I'm also sure that slave owners in the Southern US probably had similar examples to give and back in the days could justify it as being more normal and less harsh than it is depicted as today.

I don't take the position, of say the PC atheists, on their critique of Islam, and am open to hearing the justifications of certain Islamic practices that seem alien to our modern day world, but with critical analysis as well.
Reply

ardianto
01-28-2015, 02:05 PM
Originally Posted by gurufabbes
The question is, when Muslims are the majority, how do they treat their other subjects in practice?
In one conversation my Christian neighbor told me that she is worry about radical Muslims. But she also grateful because she lives among tolerant Muslims. I understand if she feel like that because I feel like her too. I am worry about radical Muslims, but I am grateful because mostly Muslims in my place are tolerant and peaceful.

I live in Indonesia, a country where around 85% of citizens are Muslims. And Islam is one of six official religions, The five other are Christianity (Protestant), Catholic, Balinese Hindu, Buddhism, and Confucianism. Every official religions has religious holidays that become national holiday.

Of course, inter religious conflict sometime happen. But you can also find many examples of religious tolerance. In Muslim majority regions in Indonesia you will not find "Christian area" or "Buddhist area" like Muslim area in London. It's because those non-Muslims choose to live among Muslims, and they are safe.

So, if Muslims are majority, would non-Muslims persecuted?. It's not depend on how much the Muslims are. But depend on how tolerant those Muslims.
Reply

InToTheRain
01-30-2015, 10:57 PM
Originally Posted by gurufabbes
Sorry for the late reply
Me too.

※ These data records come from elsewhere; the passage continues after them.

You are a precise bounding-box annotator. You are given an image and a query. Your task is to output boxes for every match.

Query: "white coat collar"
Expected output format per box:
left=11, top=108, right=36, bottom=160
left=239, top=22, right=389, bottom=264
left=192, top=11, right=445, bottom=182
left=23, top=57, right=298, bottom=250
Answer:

No need to apologise seeing as I usually take just as long if not longer to respond at times :D

Originally Posted by gurufabbes
The question I would have is whether a society under modern day forms of Sharia law is compatible with this. And there are numerous reasons to question that:
Saudi Arabia, Iran (not the Jews), the ISIS controlled areas...
ISIS have been condemned by Muslim scholars from around the world. They have no more in common with Islam then LRA has with Christianity.

Originally Posted by gurufabbes
And this not even mentioning the shrinking minorities in many of these countries.
The question is, when Muslims are the majority, how do they treat their other subjects in practice?
Also, when Muslims become growing minorities in the West, does friction increase?
I am not sure about the shrinking of minorities you are referring to and which countries they are. I think Brother Ardi above made some good points. There are lot of dynamics at play but Muslims aren't taught to disrespect others for their beliefs.

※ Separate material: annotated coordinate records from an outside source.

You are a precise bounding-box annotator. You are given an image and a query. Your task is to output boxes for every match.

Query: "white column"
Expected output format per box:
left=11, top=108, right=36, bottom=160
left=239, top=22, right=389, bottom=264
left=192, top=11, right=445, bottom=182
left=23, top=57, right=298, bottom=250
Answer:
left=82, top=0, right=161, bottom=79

We have been slowly pushing the boundaries of what we regard as tolerant as time goes on. Maybe what's changing is the people and the environment and Muslims due to their belief cannot encourage changes that go against their beliefs as it's considered sinful however this does not mean we should disrespect or hate those individuals. Hate the Sin and not the sinner. However if that sinner then becomes a beacon in leading the way for those sins than I guess that's a different ball game.
I would say Muslims as a whole will never compromise or adapt to secularism as other religions have. But I don't think this is intolerance and more to do with Belief of the Muslims.

It's important to note that much of the friction that exists between Muslims and Non-Muslims is not due to religion but more due to political differences or injustices. For example the tragic death of Lee Rigby was mostly politically motivated. The killers chanted "you do this to our Brothers and Sisters over there we do this here".

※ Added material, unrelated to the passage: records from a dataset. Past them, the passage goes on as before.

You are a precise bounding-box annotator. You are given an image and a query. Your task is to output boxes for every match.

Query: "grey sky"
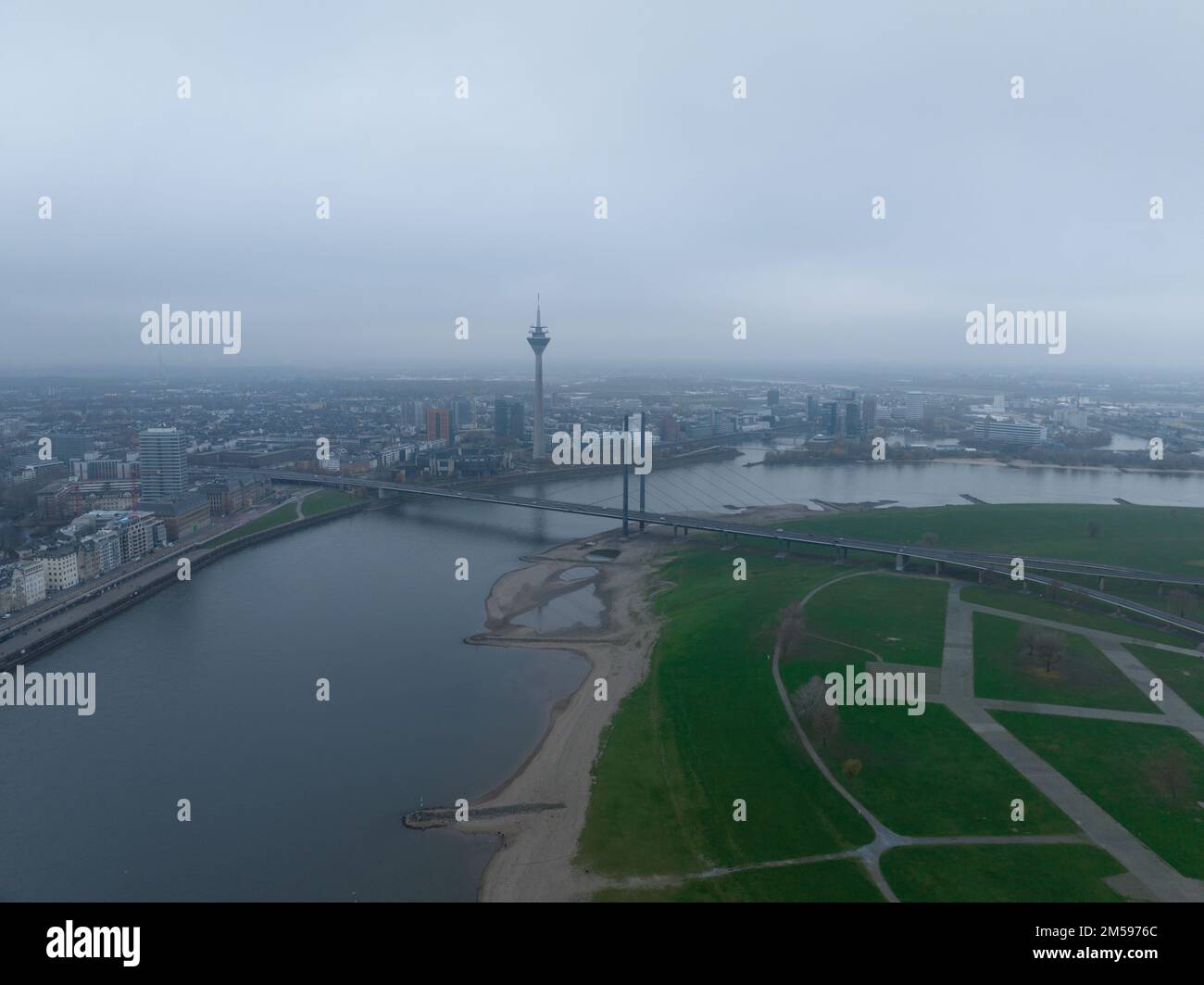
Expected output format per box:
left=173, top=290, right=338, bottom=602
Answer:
left=0, top=0, right=1204, bottom=373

Allah Most High didn't create us to enforce Shairah Law but to worship Him. If enforcing Shariah Law was so important then why did Mohammad(SAW) allow the Jews and Christians in Madinah to implement the laws of their scriptures instead of Shariah Law? Laws are made to help the people; if they do not accept it then the burden is theirs to bear for the corruption that ensues. However Even if the whole world implemented Shariah Law it would be pointless if Allah Most High is not worshiped as shown by Mohammad(SAW).